Building the CPU Graph

The CPU version of the computational graph is found in src::graph::nodes.rs, src::graph::graph_runner.rs, src::graph::graph_validation.rs and src::shared::graph_operators.rs. First of all, a graph is given as a Vec<GraphOperator> whether it is headed for the CPU or the GPU. It can be found in src::shared::graph_operators.rs. GraphOperator is an enum and has all of the operators we are used to, Linear, ReLU, Softmax, LinearReLUFused and LinearReLUSoftmaxFused. Additionally, it has HostToDevice and DeviceToHost. But hold up, you might think, the CPU part of the code shouldn't do any transfers to device (GPU) or back, well, I'll get to that in a second. In benchmarking we will define this Vec<GraphOperator> the same for both CPU and GPU. For this to work, the list has to live up to the highest minimum requirements, which is the GPU in this case. Each graph runner (that's just a term I came up with, I don't know what the standard term is) has to interpret that list and translate it to its own set of instructions.

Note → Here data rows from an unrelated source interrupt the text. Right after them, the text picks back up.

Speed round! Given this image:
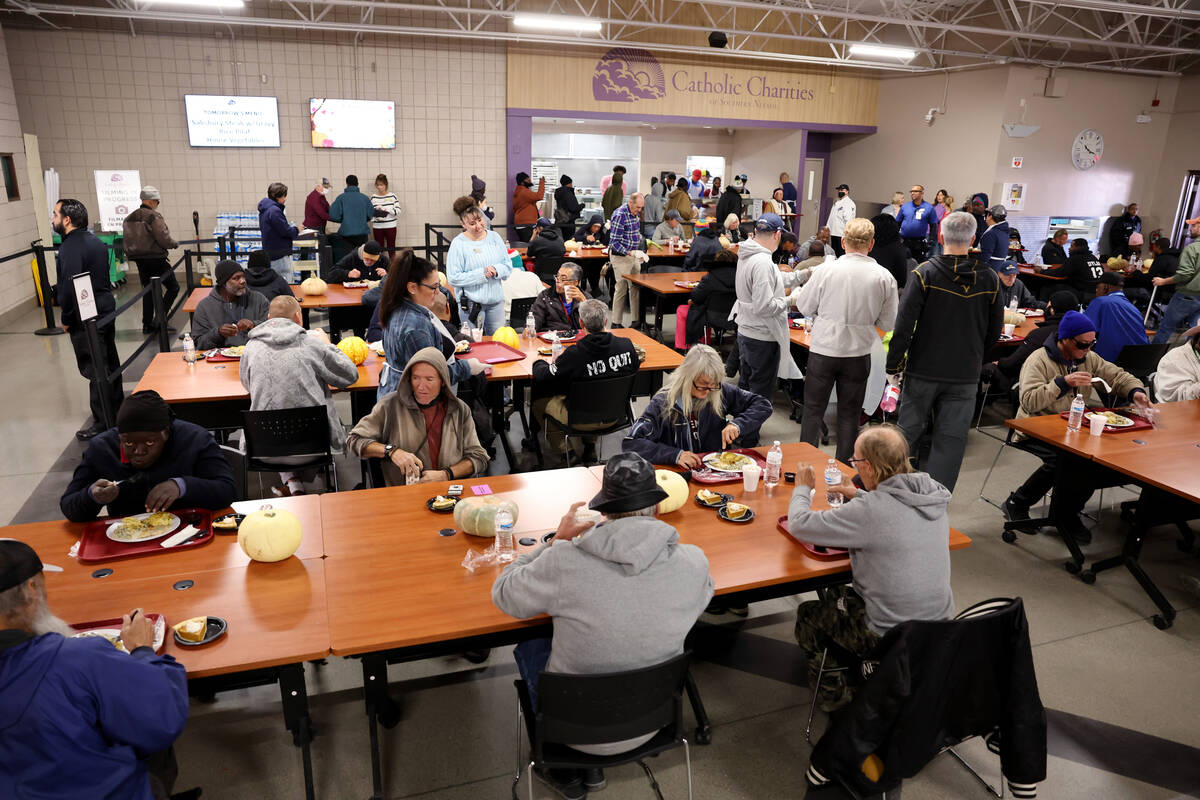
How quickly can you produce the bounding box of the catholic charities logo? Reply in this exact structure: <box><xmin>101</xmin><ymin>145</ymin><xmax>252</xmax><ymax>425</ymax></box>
<box><xmin>592</xmin><ymin>47</ymin><xmax>667</xmax><ymax>103</ymax></box>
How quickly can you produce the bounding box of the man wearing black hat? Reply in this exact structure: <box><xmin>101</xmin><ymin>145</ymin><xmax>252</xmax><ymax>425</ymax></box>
<box><xmin>192</xmin><ymin>260</ymin><xmax>269</xmax><ymax>350</ymax></box>
<box><xmin>52</xmin><ymin>198</ymin><xmax>125</xmax><ymax>440</ymax></box>
<box><xmin>492</xmin><ymin>453</ymin><xmax>713</xmax><ymax>800</ymax></box>
<box><xmin>826</xmin><ymin>184</ymin><xmax>858</xmax><ymax>258</ymax></box>
<box><xmin>59</xmin><ymin>391</ymin><xmax>236</xmax><ymax>522</ymax></box>
<box><xmin>0</xmin><ymin>539</ymin><xmax>189</xmax><ymax>800</ymax></box>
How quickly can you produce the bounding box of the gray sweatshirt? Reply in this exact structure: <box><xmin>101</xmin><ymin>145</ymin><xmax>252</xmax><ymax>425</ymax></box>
<box><xmin>192</xmin><ymin>289</ymin><xmax>270</xmax><ymax>350</ymax></box>
<box><xmin>787</xmin><ymin>473</ymin><xmax>954</xmax><ymax>636</ymax></box>
<box><xmin>239</xmin><ymin>317</ymin><xmax>359</xmax><ymax>452</ymax></box>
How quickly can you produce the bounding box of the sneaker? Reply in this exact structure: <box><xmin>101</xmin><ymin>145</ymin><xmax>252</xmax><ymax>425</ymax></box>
<box><xmin>533</xmin><ymin>766</ymin><xmax>588</xmax><ymax>800</ymax></box>
<box><xmin>583</xmin><ymin>766</ymin><xmax>608</xmax><ymax>792</ymax></box>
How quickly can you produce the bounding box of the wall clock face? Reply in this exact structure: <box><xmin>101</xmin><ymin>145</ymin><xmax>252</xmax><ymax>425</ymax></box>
<box><xmin>1070</xmin><ymin>128</ymin><xmax>1104</xmax><ymax>169</ymax></box>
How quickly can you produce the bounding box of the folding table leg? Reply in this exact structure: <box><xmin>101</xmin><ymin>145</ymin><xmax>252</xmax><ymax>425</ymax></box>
<box><xmin>280</xmin><ymin>664</ymin><xmax>317</xmax><ymax>800</ymax></box>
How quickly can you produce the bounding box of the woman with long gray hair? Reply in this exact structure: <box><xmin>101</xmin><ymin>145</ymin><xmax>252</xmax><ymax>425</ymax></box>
<box><xmin>622</xmin><ymin>344</ymin><xmax>772</xmax><ymax>469</ymax></box>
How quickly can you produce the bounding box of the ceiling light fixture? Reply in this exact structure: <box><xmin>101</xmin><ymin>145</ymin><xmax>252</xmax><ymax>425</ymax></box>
<box><xmin>850</xmin><ymin>43</ymin><xmax>917</xmax><ymax>61</ymax></box>
<box><xmin>140</xmin><ymin>0</ymin><xmax>246</xmax><ymax>8</ymax></box>
<box><xmin>512</xmin><ymin>14</ymin><xmax>600</xmax><ymax>34</ymax></box>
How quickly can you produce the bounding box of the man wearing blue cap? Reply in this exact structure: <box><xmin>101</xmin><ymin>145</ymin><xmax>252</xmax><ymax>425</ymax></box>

In general, it is a way to sequester state by changing the type from layer to layer in your pipeline. Imagine a physics engine. Sure, you could just represent everything as a float of a high enough precision and "just name our variables correctly", which is once again a red flag as our systems should never rely on the absence of human errors, or we could create new types which makes sure that we don't mix up Newtons per second and meters per second. We can even ensure that only certain operations are available for a NewtonsPerSecond type. One of those operations could be a GarbblediGook(&self, meters_per,_second: &MetersPerSecond) -> NewtonMetersPerSecondPerSecond function (sorry, I'm not a physicist), which would nudge us towards correct type usage. Getting back to our graph system, in much the same way, our GraphRunner found in src::graph::graph_runner.rs can take in a Vec<GraphOperator> and output a verified Vec<Node> which contains not only verified data and dimensions, but additional information. So what happens for the HostToDevice and DeviceToHost on the CPU is basically just dimension verification. Just keeping track of which buffer goes where. You can almost think of it as a passthrough operation. It is used when verifying the dimensions and when creating the buffers needed to run the graph, but at run time, encountering an Input or Output operator does nothing.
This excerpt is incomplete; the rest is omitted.